In the late 1990s, large companies began installing newly-developed numeric Secure Shell keys to guard access to the software running their servers. Banks, retailers, governmental departments and other large organizations were increasingly relying on these servers to store sensitive customer information, from bank account balances to health data to Social Security information. The idea was to ensure that only network administrators could access the increasingly automated software tasked with keeping the servers up to date.
The SSH protocol devised by my company, Helsinki-based SSH Communications Security, was intended to add security to that process. Technologically speaking, it has performed very well. The keys have proven difficult to break through brute-force hacking attacks.
The success of a technology, however, can never be assessed in isolation from human factors, and unfortunately, that’s what’s happened in this case. Some organizations have no process for controlling who has access to their keys. Others have never updated their keys. This creates the specter of a disgruntled or corrupt former employee disseminating access to the software underlying an organization’s most sensitive servers.
Simply put, poor key management has turned the SSH keys into vectors for injecting viruses into large businesses.

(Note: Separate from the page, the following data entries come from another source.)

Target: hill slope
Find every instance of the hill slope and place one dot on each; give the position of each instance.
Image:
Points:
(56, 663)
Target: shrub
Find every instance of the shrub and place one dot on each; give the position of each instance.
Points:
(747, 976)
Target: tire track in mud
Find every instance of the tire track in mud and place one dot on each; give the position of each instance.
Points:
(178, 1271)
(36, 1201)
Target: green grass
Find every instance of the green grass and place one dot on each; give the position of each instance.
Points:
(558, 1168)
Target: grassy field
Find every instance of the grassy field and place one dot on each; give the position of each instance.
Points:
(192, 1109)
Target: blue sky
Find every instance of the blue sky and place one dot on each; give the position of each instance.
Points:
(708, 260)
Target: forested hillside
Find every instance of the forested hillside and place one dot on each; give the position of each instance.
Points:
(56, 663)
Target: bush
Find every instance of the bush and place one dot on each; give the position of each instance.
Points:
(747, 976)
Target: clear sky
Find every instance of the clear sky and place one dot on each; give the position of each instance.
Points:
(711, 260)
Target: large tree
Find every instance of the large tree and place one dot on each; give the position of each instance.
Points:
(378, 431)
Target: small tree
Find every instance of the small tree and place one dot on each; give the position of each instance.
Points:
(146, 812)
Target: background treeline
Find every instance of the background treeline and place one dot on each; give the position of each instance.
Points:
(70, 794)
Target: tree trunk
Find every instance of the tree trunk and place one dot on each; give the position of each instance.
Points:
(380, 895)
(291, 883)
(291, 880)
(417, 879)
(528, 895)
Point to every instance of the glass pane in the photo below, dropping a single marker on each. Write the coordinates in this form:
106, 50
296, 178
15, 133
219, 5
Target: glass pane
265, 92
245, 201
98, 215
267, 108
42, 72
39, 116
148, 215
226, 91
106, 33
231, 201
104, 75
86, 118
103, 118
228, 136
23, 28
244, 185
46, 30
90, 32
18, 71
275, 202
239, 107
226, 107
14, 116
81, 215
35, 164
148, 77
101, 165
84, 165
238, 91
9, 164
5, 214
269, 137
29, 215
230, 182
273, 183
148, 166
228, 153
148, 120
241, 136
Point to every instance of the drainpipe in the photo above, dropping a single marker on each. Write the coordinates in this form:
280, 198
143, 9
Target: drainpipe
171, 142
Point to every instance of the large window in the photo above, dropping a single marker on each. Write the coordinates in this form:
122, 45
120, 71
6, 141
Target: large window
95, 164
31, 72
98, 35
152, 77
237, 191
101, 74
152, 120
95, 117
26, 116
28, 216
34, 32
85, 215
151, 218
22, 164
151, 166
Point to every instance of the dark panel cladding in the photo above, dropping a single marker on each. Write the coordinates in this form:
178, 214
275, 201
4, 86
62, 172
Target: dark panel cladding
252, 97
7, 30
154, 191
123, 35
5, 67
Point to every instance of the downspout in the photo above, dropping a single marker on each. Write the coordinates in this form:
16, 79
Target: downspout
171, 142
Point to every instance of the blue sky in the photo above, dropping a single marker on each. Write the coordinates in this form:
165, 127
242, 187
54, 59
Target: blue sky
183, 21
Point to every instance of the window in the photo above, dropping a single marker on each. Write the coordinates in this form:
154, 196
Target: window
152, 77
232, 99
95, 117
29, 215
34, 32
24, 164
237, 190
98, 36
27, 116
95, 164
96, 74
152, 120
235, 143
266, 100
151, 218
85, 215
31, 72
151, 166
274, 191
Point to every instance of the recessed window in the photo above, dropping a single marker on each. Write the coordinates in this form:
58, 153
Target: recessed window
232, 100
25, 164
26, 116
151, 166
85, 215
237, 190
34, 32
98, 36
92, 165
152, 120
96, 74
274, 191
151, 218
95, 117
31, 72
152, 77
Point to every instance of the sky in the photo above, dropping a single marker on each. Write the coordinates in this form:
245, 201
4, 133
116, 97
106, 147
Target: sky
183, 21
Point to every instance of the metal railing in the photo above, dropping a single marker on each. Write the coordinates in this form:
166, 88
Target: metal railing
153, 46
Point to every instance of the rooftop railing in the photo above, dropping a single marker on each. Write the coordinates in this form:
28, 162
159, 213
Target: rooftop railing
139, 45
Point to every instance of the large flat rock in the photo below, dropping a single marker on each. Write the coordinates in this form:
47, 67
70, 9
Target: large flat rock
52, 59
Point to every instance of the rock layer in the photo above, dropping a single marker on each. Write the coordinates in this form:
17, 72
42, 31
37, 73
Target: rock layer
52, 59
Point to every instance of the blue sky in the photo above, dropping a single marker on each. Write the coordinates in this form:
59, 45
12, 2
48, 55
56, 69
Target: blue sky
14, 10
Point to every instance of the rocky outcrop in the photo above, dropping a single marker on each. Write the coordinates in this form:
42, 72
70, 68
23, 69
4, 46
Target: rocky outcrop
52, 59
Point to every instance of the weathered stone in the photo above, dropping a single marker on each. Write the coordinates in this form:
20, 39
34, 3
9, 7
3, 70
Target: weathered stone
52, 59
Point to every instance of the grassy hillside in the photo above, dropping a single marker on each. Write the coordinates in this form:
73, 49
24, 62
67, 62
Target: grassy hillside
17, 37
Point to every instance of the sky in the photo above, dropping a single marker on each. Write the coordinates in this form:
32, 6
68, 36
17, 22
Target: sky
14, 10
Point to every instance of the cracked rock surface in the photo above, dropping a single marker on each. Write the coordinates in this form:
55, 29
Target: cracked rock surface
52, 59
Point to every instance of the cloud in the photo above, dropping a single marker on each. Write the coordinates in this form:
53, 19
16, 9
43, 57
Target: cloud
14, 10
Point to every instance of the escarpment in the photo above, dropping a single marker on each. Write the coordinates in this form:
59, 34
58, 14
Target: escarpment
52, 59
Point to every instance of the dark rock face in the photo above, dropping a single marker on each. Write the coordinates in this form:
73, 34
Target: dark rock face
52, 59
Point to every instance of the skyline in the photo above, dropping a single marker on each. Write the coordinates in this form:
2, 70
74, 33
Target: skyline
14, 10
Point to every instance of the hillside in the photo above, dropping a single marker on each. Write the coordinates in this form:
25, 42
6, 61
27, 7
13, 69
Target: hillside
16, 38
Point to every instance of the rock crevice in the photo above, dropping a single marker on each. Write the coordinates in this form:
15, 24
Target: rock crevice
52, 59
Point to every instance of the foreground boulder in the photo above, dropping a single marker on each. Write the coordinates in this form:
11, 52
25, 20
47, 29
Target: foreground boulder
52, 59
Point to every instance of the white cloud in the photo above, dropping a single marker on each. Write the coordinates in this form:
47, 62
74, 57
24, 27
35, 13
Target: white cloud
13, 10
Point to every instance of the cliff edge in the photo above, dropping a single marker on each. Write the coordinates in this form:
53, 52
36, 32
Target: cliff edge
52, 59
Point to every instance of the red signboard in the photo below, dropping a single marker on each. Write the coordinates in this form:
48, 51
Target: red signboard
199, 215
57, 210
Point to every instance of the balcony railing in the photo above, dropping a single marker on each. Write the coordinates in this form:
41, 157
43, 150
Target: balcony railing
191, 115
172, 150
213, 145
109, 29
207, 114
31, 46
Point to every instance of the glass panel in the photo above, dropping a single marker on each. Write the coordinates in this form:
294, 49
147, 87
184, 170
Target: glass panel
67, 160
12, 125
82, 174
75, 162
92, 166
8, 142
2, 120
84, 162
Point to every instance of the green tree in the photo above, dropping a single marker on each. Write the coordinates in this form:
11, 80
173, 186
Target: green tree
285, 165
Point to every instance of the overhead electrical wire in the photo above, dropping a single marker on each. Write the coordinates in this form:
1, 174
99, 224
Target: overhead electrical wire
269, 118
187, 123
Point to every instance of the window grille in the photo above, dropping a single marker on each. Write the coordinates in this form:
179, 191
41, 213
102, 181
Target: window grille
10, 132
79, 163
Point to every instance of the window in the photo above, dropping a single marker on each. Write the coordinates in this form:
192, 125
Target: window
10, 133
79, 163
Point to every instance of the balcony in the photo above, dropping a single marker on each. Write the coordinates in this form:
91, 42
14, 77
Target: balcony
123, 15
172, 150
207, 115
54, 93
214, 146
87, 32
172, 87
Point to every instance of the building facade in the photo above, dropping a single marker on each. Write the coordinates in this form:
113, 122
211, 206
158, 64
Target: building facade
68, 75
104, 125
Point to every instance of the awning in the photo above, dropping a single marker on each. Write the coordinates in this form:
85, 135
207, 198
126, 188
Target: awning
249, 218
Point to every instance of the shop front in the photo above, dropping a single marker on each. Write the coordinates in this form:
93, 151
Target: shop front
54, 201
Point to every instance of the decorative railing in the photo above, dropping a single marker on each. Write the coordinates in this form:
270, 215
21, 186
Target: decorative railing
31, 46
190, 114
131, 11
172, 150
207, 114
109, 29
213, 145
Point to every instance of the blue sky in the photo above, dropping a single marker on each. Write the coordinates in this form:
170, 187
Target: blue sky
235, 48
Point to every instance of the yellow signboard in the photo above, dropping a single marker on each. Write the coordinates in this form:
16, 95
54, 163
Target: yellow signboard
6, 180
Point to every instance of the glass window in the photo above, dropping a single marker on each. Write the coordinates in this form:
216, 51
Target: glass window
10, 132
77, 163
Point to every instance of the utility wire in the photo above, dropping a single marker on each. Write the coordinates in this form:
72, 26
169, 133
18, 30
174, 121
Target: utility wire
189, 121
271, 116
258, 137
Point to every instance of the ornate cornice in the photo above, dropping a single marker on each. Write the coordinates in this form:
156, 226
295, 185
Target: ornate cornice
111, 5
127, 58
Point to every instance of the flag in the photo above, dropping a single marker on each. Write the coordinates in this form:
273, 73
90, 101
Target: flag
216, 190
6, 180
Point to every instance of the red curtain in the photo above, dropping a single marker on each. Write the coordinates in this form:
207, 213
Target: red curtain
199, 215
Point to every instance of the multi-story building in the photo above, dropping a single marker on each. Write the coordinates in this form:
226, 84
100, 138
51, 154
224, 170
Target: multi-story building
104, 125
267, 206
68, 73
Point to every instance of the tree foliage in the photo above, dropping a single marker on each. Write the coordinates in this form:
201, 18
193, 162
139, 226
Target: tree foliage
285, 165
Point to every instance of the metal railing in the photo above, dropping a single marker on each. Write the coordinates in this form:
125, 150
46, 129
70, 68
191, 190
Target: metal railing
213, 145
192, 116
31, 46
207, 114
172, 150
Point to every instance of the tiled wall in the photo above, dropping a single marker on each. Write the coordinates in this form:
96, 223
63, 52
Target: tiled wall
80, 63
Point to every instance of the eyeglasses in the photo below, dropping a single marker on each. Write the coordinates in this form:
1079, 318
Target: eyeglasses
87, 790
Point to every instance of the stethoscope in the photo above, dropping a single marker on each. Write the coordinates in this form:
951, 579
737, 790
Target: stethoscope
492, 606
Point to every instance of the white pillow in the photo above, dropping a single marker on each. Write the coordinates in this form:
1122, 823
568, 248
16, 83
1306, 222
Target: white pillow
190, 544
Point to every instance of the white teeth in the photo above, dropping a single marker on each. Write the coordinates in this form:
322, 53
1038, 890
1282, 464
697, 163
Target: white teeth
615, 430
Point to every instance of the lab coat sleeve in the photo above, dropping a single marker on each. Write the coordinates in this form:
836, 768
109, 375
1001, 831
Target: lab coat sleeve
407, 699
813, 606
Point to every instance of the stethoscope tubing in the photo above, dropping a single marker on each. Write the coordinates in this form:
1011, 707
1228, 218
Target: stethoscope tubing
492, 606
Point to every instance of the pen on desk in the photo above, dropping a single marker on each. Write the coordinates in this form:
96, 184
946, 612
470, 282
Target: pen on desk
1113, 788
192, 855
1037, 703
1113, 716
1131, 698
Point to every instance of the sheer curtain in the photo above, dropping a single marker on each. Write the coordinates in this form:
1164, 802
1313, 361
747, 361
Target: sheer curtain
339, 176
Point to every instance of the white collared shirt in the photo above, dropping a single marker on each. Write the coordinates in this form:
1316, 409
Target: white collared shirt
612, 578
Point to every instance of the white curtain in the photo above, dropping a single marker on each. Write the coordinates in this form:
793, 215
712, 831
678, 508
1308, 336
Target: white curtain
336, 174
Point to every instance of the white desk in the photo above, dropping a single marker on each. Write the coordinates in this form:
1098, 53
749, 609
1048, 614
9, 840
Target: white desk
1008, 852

The problem of mismanaged SSH keys is a vast one. Many large organizations have hundreds of thousands to over a million keys installed on their servers, since they often do not have a way to find or remove keys once an employee transfers responsibilities or leaves. Many organizations have no process for approving and enforcing who can grant permanent access to the servers via these keys. One study we conducted in 2012 at the invitation of a large bank found that 10 percent of the bank’s one million keys granted unlimited administrative access to production servers running critical banking applications with access to sensitive customer data.
A virus can spread over the Internet in less than a minute. Poor SSH key management exposes private intranets to a similarly-speedy risk: a worm attack. Once inside an organization’s network, a worm can use improperly managed SSH keys to spread from server to server. With so many keys, odds are the worm will infect nearly all servers – including disaster recovery and backup systems that are typically also managed using such keys – in a manner of seconds to minutes.
Once inside a server, the worm may open a backdoor, steal or alter data, subvert encryption systems or databases, or outright destroy the server and any data (including backup media) accessible to the server.
Worm attacks so far have been limited in scope but they should serve as a warning sign. A May 2012 IBM X-Force study, “2012 Cyber Security Threat Landscape,” concluded that most attacks against Linux/Unix servers utilized SSH. In 1988, the Morris Worm brought down the Internet, in part using very similar attacks.
So far, we’ve been spared the worst-case scenario in which flawed SSH key management allows a worm to spred globally via the public Internet. That scenario is still possible, however, because large organizations rely on SSH public key encryption for linking their IT systems internally, as well as for external file transfers and remote system administration.
Imagine life suddenly without banks, retail chains, logistics, manufacturing, government or power for weeks. That is why the security industry, the government and our customers need to come together to fix the SSH key management vulnerability.
How did we end up here? All major security standards require controlling access to servers and proper termination of access. Key-based access, however, has slipped under the radar of IT departments because it is deeply technical and obscure. Mainstream security professionals and auditors – even chief information security officers – are scarcely aware of the problem. Most companies have no idea how many SSH keys they have, and have no concept of the scope or potential impact of the issue.
Remedying the problem involves discovering all SSH keys within the network, eliminating keys that are no longer in use, preventing unauthorized key-based access grants and establishing process to regularly change all keys so that copied keys cease to work.
This is an issue that any large organization trusted with sensitive data – banks, governments, retailers and others – must take steps to resolve. My company is working with organizations to audit and centralize their key management processes, but frankly put, the problem is too big for any one company to solve. We would welcome a vigorous competition for cost-effective, efficient SSH key management services.
Standards organizations such as NIST and the Internet Engineering Task Force can help mitigate the problem by specifically including SSH key management in published best practices. Furthermore, if the U.S. federal government eventually does move forward with comprehensive cybersecurity legislation, SSH key management and other automated access mechanisms (including Kerberos-based access) must be included.
We can do it, but we need to start now.